Thursday, August 09, 2007

Lentil and Seitan Stew, Braised Carrots, Steamed Artichoke

Dinner 8/9

Lentil and Seitan Stew
(recipe below)

Braised Carrots

Steamed Artichoke

Lentil and Seitan Stew
(serves 4)

olive oil
1 onion (divided use)
2 cloves
1 cup of French lentils
2 tsp. herbes de provence
2 cups Vegetable Stock
salt and pepper

8 oz of seitan, cubed
1 tbs. garlic
2 tbs. sun-dried tomatoes, finely diced
1 cup red wine

Add the olive oil to the pressure cooker over med-high heat. Peel and cut the onion in half. Stud two cloves into one half of the onion and saute in the pressure cooker until the onion starts to show some color (about 3-5 minutes).

Add 1 cup of rinsed and sorted lentils to the pressure cooker along with the veg stock -- it should cover the lentils by an 1/2" or so. Add the lid, and cook for 16-18 minutes on the first ring (on the Kuhn-Rikon brand) or the equivalent of 7 psi.

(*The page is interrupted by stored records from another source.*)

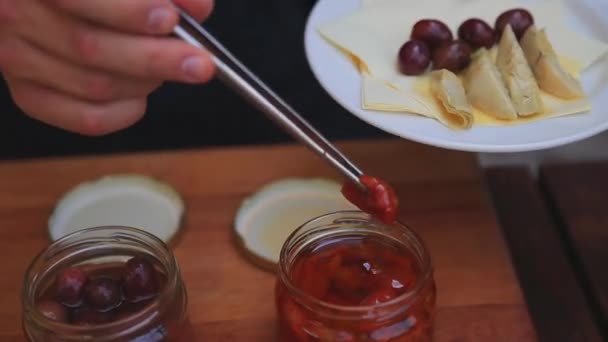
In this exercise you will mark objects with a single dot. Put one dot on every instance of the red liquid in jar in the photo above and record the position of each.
(357, 271)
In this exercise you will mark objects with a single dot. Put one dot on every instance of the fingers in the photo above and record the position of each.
(21, 60)
(135, 16)
(112, 51)
(199, 9)
(74, 115)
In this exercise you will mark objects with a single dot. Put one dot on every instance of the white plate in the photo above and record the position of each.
(341, 80)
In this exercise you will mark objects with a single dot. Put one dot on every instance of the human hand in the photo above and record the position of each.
(87, 66)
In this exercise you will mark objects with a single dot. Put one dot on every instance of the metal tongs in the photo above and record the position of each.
(234, 74)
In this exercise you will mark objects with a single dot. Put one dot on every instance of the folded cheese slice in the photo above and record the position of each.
(456, 111)
(551, 75)
(517, 75)
(485, 89)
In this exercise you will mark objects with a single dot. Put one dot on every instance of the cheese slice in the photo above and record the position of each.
(485, 88)
(552, 77)
(373, 35)
(517, 75)
(456, 111)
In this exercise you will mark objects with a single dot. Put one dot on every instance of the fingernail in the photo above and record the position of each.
(159, 19)
(194, 67)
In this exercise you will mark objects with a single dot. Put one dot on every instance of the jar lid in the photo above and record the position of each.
(265, 220)
(119, 200)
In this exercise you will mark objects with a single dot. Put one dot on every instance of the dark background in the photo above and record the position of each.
(267, 36)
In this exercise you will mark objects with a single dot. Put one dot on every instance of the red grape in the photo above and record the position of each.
(433, 32)
(477, 33)
(414, 57)
(519, 19)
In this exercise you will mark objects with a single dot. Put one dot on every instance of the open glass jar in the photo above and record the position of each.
(103, 252)
(346, 276)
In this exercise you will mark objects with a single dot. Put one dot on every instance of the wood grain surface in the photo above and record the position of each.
(442, 198)
(579, 195)
(541, 259)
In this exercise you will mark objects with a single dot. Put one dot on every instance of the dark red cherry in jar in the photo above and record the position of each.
(414, 58)
(453, 56)
(70, 283)
(53, 310)
(477, 33)
(140, 280)
(103, 294)
(431, 31)
(519, 19)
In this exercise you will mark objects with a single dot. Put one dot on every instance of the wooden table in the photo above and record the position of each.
(556, 229)
(479, 298)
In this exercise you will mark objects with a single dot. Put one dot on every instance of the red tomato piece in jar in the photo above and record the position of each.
(380, 296)
(310, 281)
(380, 200)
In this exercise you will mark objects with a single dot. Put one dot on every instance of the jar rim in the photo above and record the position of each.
(362, 217)
(30, 283)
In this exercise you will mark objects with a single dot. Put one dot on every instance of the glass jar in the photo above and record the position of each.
(303, 317)
(163, 318)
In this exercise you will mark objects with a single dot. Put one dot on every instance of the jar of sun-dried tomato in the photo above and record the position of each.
(346, 276)
(105, 284)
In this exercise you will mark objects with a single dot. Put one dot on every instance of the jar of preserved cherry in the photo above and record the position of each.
(105, 284)
(346, 276)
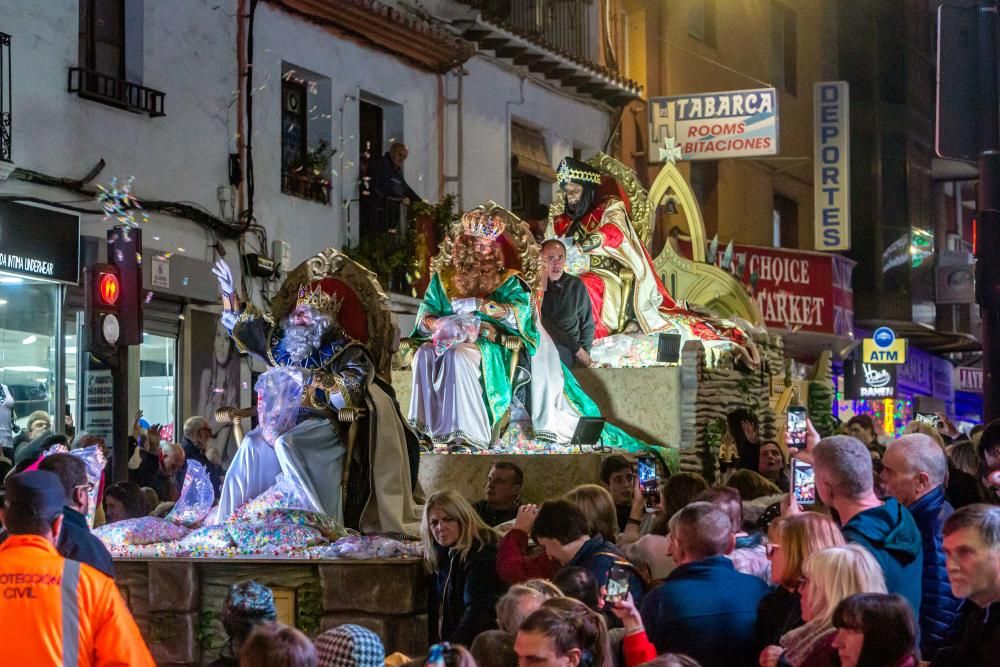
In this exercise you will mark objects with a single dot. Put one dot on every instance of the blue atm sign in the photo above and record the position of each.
(883, 348)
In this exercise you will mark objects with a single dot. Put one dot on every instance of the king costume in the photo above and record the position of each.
(463, 387)
(316, 370)
(621, 280)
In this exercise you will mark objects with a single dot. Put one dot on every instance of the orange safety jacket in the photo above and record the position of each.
(55, 611)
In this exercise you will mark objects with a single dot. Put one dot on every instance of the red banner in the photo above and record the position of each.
(797, 289)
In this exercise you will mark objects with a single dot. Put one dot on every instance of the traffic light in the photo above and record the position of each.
(102, 306)
(125, 254)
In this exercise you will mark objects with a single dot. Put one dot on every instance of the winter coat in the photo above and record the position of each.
(464, 596)
(889, 533)
(707, 610)
(939, 609)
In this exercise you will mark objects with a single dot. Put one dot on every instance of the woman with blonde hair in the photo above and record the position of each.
(828, 577)
(791, 541)
(460, 551)
(598, 507)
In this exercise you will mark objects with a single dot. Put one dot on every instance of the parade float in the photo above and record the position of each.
(285, 532)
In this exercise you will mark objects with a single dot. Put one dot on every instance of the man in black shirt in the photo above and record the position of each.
(566, 311)
(972, 552)
(76, 542)
(503, 491)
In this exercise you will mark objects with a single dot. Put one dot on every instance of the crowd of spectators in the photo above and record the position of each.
(898, 561)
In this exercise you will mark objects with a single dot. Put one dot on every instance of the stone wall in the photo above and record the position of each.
(177, 603)
(712, 386)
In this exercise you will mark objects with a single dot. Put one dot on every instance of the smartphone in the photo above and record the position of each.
(803, 483)
(928, 418)
(795, 427)
(617, 586)
(649, 483)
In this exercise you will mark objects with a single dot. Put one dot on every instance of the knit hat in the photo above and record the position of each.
(350, 646)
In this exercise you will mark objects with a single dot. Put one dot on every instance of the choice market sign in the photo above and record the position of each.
(737, 123)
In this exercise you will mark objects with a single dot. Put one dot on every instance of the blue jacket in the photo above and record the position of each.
(707, 610)
(939, 609)
(889, 533)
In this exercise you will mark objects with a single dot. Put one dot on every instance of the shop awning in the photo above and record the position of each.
(927, 338)
(527, 149)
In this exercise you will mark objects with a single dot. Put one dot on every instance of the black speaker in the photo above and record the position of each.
(668, 349)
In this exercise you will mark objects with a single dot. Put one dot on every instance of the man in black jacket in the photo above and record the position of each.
(566, 311)
(972, 549)
(76, 542)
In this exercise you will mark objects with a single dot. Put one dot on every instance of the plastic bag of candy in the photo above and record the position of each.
(275, 539)
(207, 539)
(93, 458)
(326, 526)
(452, 330)
(284, 494)
(197, 496)
(136, 532)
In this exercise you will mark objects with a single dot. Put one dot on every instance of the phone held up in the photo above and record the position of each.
(795, 427)
(803, 483)
(617, 587)
(649, 483)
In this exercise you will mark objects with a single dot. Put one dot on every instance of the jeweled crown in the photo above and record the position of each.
(483, 224)
(319, 300)
(571, 170)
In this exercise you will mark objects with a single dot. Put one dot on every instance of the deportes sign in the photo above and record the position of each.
(737, 123)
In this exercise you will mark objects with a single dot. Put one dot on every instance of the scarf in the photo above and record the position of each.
(800, 642)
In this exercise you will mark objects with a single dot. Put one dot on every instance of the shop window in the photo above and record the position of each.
(785, 45)
(158, 381)
(306, 144)
(701, 21)
(28, 310)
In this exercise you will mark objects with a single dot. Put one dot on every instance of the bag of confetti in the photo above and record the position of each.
(256, 539)
(326, 526)
(93, 458)
(452, 330)
(207, 539)
(197, 496)
(283, 495)
(279, 396)
(140, 531)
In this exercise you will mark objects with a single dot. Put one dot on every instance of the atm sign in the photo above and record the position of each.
(893, 353)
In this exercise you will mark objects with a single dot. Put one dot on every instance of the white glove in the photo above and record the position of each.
(465, 306)
(229, 318)
(225, 276)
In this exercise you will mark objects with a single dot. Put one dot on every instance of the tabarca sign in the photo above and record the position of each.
(737, 123)
(797, 289)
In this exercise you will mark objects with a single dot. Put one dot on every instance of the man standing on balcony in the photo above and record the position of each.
(389, 187)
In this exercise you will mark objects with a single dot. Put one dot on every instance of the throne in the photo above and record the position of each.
(364, 314)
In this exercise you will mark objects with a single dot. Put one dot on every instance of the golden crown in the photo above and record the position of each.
(319, 300)
(583, 173)
(483, 224)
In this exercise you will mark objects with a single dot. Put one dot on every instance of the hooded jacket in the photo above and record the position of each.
(891, 535)
(939, 609)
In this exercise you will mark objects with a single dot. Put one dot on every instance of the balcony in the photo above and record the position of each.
(6, 90)
(92, 85)
(550, 38)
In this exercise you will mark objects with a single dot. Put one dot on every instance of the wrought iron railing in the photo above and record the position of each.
(93, 85)
(561, 24)
(6, 101)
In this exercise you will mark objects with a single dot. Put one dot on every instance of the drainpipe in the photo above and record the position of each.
(509, 146)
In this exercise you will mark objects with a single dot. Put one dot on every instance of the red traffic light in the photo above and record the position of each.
(108, 289)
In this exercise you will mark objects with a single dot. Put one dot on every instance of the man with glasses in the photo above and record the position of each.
(197, 434)
(76, 542)
(503, 491)
(618, 478)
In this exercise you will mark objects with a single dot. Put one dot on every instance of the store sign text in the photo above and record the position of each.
(26, 264)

After cooling, season the lentils with salt, pepper and herbes de provence. If they're a little soupy, that's all right.

While the lentils are cooking...

In a large saute pan or wok, saute the other half of the onion, sliced thinly for 4-5 minutes until translucent. Add the garlic, sun-dried tomatoes, salt and pepper and cook for 1 more minute. Remove from pan and set aside.

Add 1 tbs. of olive oil to the saute pan or wok on med-high heat and cook the seitan until well browned on all sides, about 7-9 minutes.

Add the lentils and onion mixture to the seitan. Add one cup of red wine and stir to incorporate. Bring to a boil, add the lid and simmer for an additional 10 minutes.

Check for seasoning and serve over pasta or rice.